Après la ville de Munich, c’est au tour d’un canton suisse de renoncer à ses projets de généralisation de Linux sur le poste de travail. Retour à Windows, donc, notamment pour des questions d’interopérabilité mais aussi, sinon surtout, de conduite du changement.

Le canton de Soleure, en Suisse Alémanique, a fait marche arrière, comme le rapporte Andrea Mueller dans le quotidien allemand Heise. L’administration locale avait décidée de migrer ses postes de travail sous Linux fin 2001. Une migration qui devait être achevée en 2007. 

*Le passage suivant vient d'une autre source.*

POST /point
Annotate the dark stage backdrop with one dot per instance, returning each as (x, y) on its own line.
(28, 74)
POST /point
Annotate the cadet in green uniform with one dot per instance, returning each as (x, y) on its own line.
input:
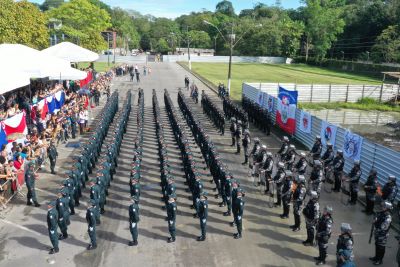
(52, 220)
(53, 154)
(95, 195)
(133, 220)
(91, 220)
(171, 216)
(60, 206)
(135, 187)
(30, 177)
(203, 214)
(237, 208)
(69, 183)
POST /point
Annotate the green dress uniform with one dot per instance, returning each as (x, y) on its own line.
(91, 220)
(171, 216)
(133, 221)
(203, 214)
(69, 183)
(237, 208)
(52, 225)
(30, 185)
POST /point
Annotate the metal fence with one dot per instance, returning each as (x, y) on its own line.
(385, 160)
(319, 93)
(225, 59)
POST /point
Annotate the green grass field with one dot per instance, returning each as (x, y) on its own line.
(296, 73)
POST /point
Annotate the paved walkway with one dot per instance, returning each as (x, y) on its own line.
(267, 239)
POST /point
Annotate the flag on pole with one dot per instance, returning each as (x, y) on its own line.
(286, 113)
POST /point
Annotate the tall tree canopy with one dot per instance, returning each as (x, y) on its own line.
(23, 23)
(83, 22)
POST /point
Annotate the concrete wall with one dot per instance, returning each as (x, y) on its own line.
(331, 92)
(225, 59)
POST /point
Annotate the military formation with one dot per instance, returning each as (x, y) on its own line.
(60, 210)
(290, 178)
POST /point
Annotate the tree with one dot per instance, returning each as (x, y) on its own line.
(125, 27)
(225, 7)
(162, 46)
(22, 23)
(324, 23)
(48, 4)
(387, 47)
(83, 22)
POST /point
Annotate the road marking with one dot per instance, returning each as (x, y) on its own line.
(20, 227)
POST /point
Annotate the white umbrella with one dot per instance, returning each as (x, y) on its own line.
(71, 52)
(31, 61)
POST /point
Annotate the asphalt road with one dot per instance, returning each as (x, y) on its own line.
(267, 239)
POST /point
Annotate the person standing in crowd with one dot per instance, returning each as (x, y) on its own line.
(324, 230)
(30, 177)
(52, 225)
(171, 217)
(246, 142)
(382, 222)
(338, 165)
(91, 221)
(237, 209)
(134, 220)
(52, 154)
(370, 188)
(311, 213)
(389, 191)
(344, 247)
(233, 129)
(298, 201)
(354, 179)
(203, 214)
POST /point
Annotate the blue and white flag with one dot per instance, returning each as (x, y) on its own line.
(328, 133)
(352, 145)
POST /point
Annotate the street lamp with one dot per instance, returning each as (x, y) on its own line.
(232, 44)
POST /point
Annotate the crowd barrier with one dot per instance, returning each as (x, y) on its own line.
(320, 93)
(383, 159)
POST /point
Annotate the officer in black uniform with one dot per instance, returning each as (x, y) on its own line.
(298, 201)
(171, 216)
(30, 177)
(370, 187)
(354, 179)
(324, 230)
(134, 220)
(237, 209)
(389, 190)
(316, 150)
(61, 209)
(311, 214)
(301, 165)
(246, 144)
(338, 165)
(52, 154)
(203, 214)
(91, 221)
(52, 225)
(233, 129)
(382, 222)
(344, 247)
(287, 194)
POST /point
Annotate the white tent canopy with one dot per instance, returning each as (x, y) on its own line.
(69, 74)
(19, 63)
(12, 80)
(71, 52)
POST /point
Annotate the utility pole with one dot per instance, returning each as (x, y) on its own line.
(188, 40)
(230, 60)
(108, 48)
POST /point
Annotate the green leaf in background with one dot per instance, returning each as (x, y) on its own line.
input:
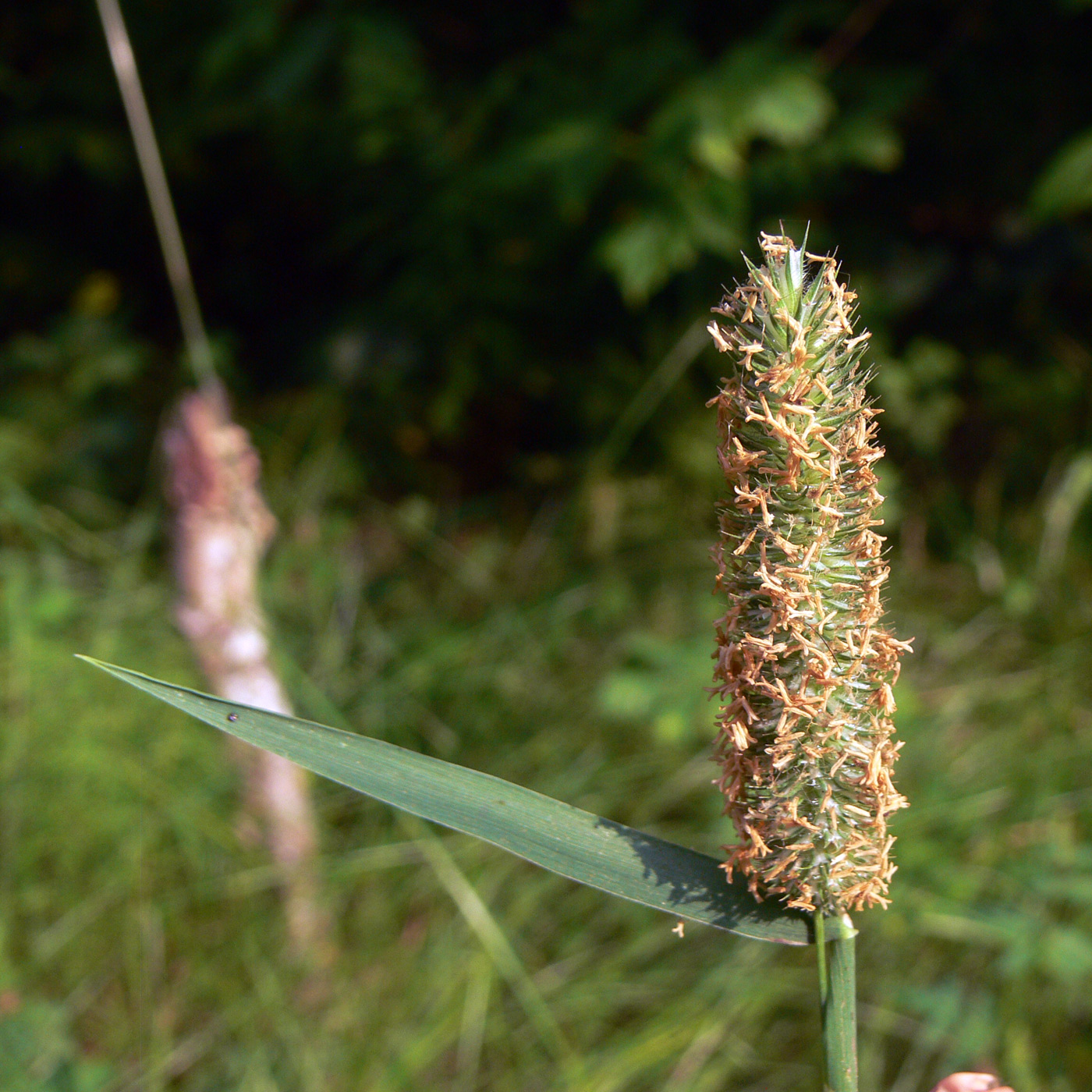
(555, 835)
(1065, 187)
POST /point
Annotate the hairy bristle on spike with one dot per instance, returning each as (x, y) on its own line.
(804, 668)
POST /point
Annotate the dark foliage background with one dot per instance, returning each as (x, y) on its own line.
(450, 256)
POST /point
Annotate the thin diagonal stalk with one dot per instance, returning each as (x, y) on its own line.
(838, 991)
(158, 191)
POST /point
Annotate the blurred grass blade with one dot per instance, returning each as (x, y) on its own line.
(555, 835)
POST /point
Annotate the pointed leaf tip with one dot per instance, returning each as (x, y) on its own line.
(555, 835)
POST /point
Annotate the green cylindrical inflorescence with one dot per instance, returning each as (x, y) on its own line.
(804, 669)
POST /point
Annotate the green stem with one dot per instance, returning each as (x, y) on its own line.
(838, 991)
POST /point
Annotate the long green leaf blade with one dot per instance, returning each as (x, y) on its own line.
(566, 840)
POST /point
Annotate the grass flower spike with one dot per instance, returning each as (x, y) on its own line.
(804, 669)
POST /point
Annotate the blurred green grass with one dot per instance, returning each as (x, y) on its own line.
(142, 942)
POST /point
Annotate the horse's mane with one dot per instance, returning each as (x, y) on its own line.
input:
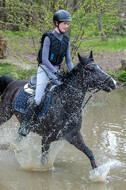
(4, 82)
(67, 75)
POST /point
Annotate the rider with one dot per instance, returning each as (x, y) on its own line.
(55, 47)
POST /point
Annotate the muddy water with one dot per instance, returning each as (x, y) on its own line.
(104, 131)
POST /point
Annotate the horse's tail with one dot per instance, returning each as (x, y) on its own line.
(4, 82)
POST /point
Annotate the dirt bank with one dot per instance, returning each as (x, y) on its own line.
(108, 61)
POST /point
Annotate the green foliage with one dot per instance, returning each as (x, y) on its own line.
(29, 19)
(122, 77)
(112, 44)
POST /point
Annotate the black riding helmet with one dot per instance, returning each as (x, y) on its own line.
(61, 16)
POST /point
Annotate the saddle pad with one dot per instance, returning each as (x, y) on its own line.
(21, 103)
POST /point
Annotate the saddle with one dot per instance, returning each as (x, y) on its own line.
(27, 95)
(31, 86)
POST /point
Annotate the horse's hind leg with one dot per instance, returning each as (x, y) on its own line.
(45, 150)
(5, 113)
(78, 142)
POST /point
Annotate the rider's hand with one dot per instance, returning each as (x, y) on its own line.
(58, 74)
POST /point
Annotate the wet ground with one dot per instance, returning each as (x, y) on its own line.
(104, 131)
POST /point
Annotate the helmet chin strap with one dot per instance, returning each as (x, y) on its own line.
(59, 29)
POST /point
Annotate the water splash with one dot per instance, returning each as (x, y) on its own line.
(28, 153)
(100, 174)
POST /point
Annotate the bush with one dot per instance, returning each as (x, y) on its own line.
(122, 77)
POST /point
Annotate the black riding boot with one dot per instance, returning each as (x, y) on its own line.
(26, 124)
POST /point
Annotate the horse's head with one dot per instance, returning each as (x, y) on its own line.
(97, 78)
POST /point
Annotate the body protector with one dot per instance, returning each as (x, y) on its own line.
(58, 49)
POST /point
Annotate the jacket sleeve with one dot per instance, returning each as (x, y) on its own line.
(45, 55)
(68, 58)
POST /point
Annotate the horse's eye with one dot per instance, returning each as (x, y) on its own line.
(90, 67)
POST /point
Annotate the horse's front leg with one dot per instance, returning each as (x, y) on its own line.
(5, 112)
(45, 150)
(78, 142)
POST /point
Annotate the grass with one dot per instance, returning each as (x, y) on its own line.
(15, 71)
(112, 44)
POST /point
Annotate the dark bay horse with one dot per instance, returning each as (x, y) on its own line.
(64, 117)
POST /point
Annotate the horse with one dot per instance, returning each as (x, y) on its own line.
(64, 116)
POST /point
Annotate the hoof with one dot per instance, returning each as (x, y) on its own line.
(94, 164)
(19, 138)
(44, 159)
(24, 131)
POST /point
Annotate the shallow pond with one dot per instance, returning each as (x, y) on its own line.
(104, 131)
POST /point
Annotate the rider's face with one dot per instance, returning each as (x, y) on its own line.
(63, 26)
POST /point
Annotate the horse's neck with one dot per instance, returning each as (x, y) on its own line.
(73, 93)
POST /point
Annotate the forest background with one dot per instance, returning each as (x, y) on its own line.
(97, 25)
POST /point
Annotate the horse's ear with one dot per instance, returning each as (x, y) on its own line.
(80, 58)
(91, 55)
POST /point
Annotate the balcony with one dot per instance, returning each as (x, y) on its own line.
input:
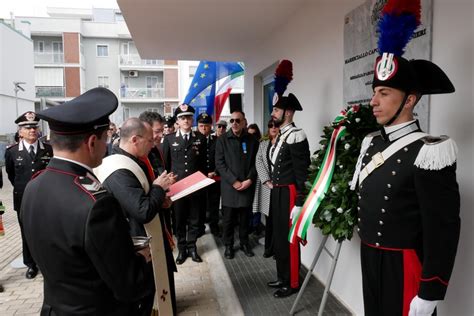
(134, 61)
(49, 58)
(50, 92)
(142, 93)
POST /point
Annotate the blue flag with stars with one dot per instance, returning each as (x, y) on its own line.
(202, 92)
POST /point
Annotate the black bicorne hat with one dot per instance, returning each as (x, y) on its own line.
(184, 110)
(204, 118)
(288, 103)
(169, 121)
(27, 119)
(399, 20)
(86, 113)
(418, 75)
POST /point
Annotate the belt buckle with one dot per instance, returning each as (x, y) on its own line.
(378, 160)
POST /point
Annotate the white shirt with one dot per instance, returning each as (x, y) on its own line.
(27, 146)
(76, 162)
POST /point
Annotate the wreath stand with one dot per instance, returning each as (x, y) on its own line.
(335, 257)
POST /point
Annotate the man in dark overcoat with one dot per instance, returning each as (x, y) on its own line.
(235, 161)
(76, 231)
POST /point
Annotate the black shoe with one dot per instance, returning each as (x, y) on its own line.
(229, 252)
(182, 255)
(267, 253)
(194, 255)
(31, 273)
(247, 250)
(284, 292)
(275, 284)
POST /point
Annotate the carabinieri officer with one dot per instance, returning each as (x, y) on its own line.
(77, 232)
(185, 153)
(22, 161)
(408, 195)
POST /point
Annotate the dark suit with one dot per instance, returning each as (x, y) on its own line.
(183, 159)
(213, 192)
(79, 237)
(235, 161)
(20, 167)
(409, 227)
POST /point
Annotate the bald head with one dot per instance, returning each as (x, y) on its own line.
(132, 126)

Si le projet a souffert d’importants retards - les premiers appels d’offres n’auraient été effectivement lancés qu’en 2006 -, ce n’est uniquement là qu’il faudrait chercher la cause de ce renoncement. En fait, à en croire nos confrères, les tords seraient largement partagés, entre des logiciels «immatures» et une conduite du changement apparemment inadaptée - ou du moins incapable d’accompagner positivement les utilisateurs. 

Sur le plan technique, des retards ont été déplorés comme l’absence de gestionnaire de tâches dans l’outil collaboratif Web déployé, Scalix. Autre souci : le déploiement de l’outil Ambassador, développé par la SSII indienne Zylog, dont la généralisation a été repoussée à début 2011, en raison de problèmes de performances. L’outil doit notamment s’interfacer avec de nombreuses applications métiers; contrairement aux engagements initiaux, aucune version Linux n’aurait été développée et l’outil aurait été porté sous Java. En outre, l’outil Ambassador devait pouvoir s’interfacer avec OpenOffice. 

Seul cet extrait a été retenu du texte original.